For sure, you're not doing much of anything with 4k. I'm new to benchmarking all of this but have been diving in a lot the past few months and trying to find that balance for what to test that helps inform but also shed light for what is practical for daily use. Still figuring that out but I appreciate your thoughts, totally agree.

[-]

StorageHungry8380@reddit

Interesting data, will be looking forward to your additional data points.

As an aside, I tried computing mixed precision KLD using `llama-perplexity`, it said it required Flash Attention enabled so I did that, but speed dropped like a stone. Turned out it's doing most of the work on the CPU. No errors or warnings suggesting this though, `llama.cpp` missing some mixed-quantization KV FA kernels?

[-]

Beamsters@reddit

Hey, came here to say thank you for sharing your test. It was a great read. I'm pretty curious about the same thing but Qwen3.6 27b. Dense model and the trade off between quality/memory/pp/tg. I've read from somewhere that the dense model is a step more resilient to quant compare with the sparse one. Have you ever test it somehow?

[-]

Defilan@reddit (OP)

Thanks for the comment! Quick architecture check though, just pulled the Qwen 3.6 27B model card and it actually uses the same hybrid DeltaNet + Gated Attention pattern as the 35B-A3B. 16 attention layers out of 64 (vs 10 of 40 in the 35B), still GQA. So the KV cache per token is similar, and I'd expect the crossover regime to land in the same 64K to 128K range, not earlier.

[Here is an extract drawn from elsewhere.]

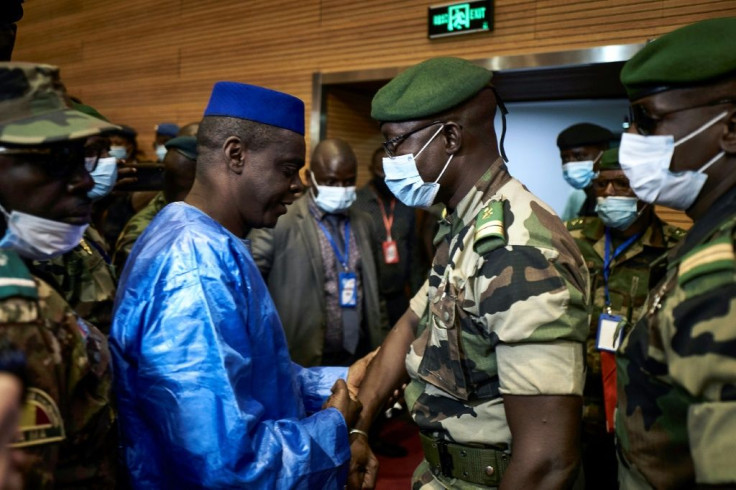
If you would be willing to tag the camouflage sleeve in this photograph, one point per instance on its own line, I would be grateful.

For the hybrid-vs-classic contrast you're probably hoping for, a dense model with classic GQA at every layer would be the better candidate. There are some I'm wanting to test as well in the overnight tests. Regarding MoE vs dense quant resilience: that's well-documented for weight quantization. KV cache quants are a different story since the K/V projections are dense (non-MoE) even in MoE models, routing happens at FFN not attention. So weight quant sensitivity doesn't transfer.

I appreciate the callout, I've got this queued up on my list after wider quant types and Aider Polyglot. Will share numbers in a follow-up post.

[-]

milpster@reddit

You rock! Thank you. I'd be really interested in calculations with long ctx though.

[-]

Defilan@reddit (OP)

haha, thanks! This has actually been really fun to do and pushing the system a bit while seeing what the model can do. I'm hoping to get the longer context too, will be running more tests over the next few nights and will share the results.

[-]

bennmann@reddit

Include Vulkan tests? might be useful for AMD+Intel fam

[-]

Defilan@reddit (OP)

Honestly, Vulkan isn't really in scope on this hardware. Whole series has been M5 Max + Metal because that's the machine I'm testing on now, and running Vulkan on M5 Max via MoltenVK would just test the translation layer, not what AMD or Intel users would actually see on their cards. If anyone reading this has an AMD or Intel GPU and wants to run a slice of the matrix on Vulkan, drop the numbers and I'll fold them into a comparison post, same model + same llama-bench flags would make the rows directly comparable. Otherwise it'll have to wait until I can get hands on the hardware. Great idea, though. Would love to see more numbers for AMD+Intel folks around this.